“No, it is not very fine. It means people that are going to settle far away, on the other side of the world. Australia is—I don’t know how many thousand miles away.”

“Can you go there by land?” said Emma. “You needn’t laugh—how was I to know? Oh, I can’t abide going in a ship.”

“That’s a pity, for you can’t go in anything else. But it’s a fine big ship, and every care taken. Look here, Emma, you must make up your mind. Will you go?”

“Oh, I don’t know,” cried Emma; “I can’t tell; how long would you be in the ship? It isn’t what I ever expected,” she said in a plaintive voice. “A hurry, and a fuss, and then a long sea-voyage. Oh, I don’t think I should like it, Mr. Law.”

“The question is, do you like me?” said Law, with a little thrill in his deep yet boyish bass. “You couldn’t like the parting and all that—it wouldn’t be natural; but do you like me well enough to put up with it? I don’t want you to do anything you don’t like, but when I go it will be for good, and you must just make up your mind which you like best—to go with me, though there’s a good deal of trouble, or to stay at home, and good-bye to me for ever.”

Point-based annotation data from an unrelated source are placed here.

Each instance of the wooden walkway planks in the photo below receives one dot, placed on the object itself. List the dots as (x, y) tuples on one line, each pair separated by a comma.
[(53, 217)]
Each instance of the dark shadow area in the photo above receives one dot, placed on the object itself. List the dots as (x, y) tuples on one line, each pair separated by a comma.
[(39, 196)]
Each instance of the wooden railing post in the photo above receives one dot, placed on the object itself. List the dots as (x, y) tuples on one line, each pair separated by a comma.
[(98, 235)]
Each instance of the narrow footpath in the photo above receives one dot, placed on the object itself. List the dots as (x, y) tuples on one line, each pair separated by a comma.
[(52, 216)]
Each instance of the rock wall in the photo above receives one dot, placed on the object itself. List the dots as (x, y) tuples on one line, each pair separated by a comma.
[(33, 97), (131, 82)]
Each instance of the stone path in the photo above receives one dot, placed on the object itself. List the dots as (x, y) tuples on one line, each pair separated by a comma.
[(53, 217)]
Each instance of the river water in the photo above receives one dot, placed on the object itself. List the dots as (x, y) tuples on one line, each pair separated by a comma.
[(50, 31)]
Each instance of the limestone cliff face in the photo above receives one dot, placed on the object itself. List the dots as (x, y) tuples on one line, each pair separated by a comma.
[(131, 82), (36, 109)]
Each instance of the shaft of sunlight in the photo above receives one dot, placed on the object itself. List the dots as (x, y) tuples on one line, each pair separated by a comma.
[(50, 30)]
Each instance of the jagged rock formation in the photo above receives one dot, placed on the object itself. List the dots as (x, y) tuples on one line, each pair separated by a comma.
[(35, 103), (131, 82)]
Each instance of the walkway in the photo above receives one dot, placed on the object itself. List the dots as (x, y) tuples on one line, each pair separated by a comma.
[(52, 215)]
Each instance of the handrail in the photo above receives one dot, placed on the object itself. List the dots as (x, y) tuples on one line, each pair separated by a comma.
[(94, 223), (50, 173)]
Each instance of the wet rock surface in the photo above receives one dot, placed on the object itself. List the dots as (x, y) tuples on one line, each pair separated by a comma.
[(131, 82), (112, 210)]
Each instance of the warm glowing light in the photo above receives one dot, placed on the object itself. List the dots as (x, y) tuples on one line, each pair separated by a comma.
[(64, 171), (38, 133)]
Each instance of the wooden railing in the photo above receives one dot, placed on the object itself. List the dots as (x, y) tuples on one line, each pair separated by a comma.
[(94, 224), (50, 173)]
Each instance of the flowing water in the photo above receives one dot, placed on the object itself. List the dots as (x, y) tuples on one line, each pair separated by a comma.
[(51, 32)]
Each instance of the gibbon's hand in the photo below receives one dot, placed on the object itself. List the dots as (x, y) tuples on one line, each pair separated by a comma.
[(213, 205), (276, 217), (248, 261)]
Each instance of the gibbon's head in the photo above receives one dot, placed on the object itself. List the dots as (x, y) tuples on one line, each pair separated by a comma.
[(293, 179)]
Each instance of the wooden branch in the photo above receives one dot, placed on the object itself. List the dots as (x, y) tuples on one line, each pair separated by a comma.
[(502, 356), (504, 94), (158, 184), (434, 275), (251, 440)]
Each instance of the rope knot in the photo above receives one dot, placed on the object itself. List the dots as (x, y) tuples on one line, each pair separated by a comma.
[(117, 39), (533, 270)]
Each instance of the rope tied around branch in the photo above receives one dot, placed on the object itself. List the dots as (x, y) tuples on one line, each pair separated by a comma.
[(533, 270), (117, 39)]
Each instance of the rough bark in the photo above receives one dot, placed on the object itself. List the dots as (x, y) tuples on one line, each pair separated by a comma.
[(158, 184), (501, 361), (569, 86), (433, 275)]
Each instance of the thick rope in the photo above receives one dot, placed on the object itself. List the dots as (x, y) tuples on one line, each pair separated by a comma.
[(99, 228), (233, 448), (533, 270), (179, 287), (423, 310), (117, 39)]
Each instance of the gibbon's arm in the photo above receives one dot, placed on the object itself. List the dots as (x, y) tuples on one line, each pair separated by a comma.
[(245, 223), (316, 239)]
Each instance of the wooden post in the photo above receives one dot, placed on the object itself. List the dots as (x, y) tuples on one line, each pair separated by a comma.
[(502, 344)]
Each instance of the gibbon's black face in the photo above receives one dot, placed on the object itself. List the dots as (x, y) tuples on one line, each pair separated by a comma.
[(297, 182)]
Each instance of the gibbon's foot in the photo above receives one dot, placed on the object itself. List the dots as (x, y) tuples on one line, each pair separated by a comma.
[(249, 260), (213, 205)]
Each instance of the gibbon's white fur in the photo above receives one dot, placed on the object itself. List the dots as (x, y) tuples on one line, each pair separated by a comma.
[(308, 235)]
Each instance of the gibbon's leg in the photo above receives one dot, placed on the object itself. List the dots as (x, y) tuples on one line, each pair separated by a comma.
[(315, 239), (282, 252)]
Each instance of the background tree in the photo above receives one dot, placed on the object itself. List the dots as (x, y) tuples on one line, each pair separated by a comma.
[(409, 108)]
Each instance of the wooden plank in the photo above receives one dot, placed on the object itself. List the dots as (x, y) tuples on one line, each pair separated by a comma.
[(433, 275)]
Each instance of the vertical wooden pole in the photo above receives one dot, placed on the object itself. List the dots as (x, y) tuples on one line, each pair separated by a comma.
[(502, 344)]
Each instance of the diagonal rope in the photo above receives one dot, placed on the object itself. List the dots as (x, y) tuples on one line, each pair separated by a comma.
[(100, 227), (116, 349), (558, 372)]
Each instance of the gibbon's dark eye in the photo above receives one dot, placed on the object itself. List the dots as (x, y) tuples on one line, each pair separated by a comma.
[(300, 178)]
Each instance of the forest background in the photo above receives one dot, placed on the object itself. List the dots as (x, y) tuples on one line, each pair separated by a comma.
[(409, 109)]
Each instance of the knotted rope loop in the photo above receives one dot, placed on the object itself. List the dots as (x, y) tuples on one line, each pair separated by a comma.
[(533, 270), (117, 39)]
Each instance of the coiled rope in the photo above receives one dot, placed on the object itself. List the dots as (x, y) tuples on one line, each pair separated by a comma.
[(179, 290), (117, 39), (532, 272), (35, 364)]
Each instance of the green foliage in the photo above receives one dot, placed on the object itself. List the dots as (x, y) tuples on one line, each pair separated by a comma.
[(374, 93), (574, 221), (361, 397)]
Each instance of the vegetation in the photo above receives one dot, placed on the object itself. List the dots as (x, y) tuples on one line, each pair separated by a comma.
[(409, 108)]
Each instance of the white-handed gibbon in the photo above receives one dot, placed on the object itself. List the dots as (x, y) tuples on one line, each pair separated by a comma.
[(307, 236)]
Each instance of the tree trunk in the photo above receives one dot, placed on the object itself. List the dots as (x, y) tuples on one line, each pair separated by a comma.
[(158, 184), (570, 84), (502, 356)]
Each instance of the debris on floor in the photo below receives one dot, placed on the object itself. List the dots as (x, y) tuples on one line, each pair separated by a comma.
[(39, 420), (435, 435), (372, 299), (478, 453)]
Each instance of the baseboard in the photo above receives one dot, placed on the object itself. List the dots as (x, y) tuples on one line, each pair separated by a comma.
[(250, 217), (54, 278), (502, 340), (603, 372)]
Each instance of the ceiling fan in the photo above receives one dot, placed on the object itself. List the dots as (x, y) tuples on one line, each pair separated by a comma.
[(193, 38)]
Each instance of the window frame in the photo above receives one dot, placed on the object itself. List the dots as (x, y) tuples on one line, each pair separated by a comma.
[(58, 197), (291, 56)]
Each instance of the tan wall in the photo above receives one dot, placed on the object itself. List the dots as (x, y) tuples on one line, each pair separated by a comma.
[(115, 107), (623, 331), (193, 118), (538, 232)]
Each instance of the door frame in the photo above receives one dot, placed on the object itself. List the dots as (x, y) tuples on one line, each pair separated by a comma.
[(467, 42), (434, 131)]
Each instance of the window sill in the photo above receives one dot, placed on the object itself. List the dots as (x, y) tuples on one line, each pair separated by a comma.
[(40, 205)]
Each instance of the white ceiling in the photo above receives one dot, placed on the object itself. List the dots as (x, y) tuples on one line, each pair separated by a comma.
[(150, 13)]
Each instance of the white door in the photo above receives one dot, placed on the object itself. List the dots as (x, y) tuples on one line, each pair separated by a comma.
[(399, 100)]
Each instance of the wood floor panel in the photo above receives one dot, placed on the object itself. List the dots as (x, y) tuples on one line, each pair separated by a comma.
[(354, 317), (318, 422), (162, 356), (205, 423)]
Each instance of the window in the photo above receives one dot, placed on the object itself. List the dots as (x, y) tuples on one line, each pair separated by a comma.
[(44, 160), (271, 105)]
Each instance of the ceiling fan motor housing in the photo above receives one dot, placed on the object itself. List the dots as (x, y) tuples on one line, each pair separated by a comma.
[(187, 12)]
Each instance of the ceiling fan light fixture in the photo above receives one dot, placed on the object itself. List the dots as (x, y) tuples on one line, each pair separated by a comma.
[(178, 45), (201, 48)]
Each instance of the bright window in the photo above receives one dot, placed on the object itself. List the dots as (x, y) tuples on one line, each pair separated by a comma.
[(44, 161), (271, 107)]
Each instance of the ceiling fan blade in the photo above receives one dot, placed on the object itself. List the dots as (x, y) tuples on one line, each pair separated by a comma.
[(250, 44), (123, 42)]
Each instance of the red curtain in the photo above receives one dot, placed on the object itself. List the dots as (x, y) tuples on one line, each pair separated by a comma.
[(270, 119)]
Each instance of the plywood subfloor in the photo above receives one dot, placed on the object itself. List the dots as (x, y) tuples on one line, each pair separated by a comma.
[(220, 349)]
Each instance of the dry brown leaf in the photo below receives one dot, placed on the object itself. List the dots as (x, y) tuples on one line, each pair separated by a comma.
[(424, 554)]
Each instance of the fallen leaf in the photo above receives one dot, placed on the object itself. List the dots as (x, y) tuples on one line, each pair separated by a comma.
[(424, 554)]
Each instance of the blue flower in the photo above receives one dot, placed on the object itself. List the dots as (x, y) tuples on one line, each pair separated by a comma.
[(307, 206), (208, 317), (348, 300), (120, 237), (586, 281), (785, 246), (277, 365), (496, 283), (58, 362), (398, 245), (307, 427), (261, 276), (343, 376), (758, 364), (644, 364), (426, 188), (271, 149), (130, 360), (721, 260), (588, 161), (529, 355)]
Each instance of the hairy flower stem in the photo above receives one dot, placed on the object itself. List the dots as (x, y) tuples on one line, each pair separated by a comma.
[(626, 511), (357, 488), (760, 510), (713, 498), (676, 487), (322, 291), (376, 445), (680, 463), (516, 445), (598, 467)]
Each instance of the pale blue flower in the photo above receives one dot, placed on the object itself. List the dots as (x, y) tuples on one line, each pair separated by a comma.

At this, Emma began to cry. “Oh, I shouldn’t like to say good-bye for ever,” she said; “I always hated saying good-bye. I don’t know what to do; it would be good-bye to mother, and Ellen, and them all. And never to come back again would be awful! I shouldn’t mind if it was for a year or two years, but never to come back—I don’t know what to do.”

“We might come home on a visit, if we got very rich,” said Law, “or we might have some of the others out to see us.

“Oh, for a visit!” said Emma. “But they’d miss me dreadful in the workroom. Oh, I wish I knew what to say.”

“You must choose for yourself—you must please yourself,” said Law, a little piqued by the girl’s many doubts; then he softened again. “You know, Emma,” he said, “when a girl gets married it’s very seldom she has her own people near her, and I don’t know that it’s a good thing when she has. People say, at least, husband and wife ought to be enough for each other. And, supposing it was only to London, it would still be away from them.”

“Oh, but it would be different,” cried Emma; “if one could come back now and again, and see them all; but to live always hundreds of thousands of miles away.”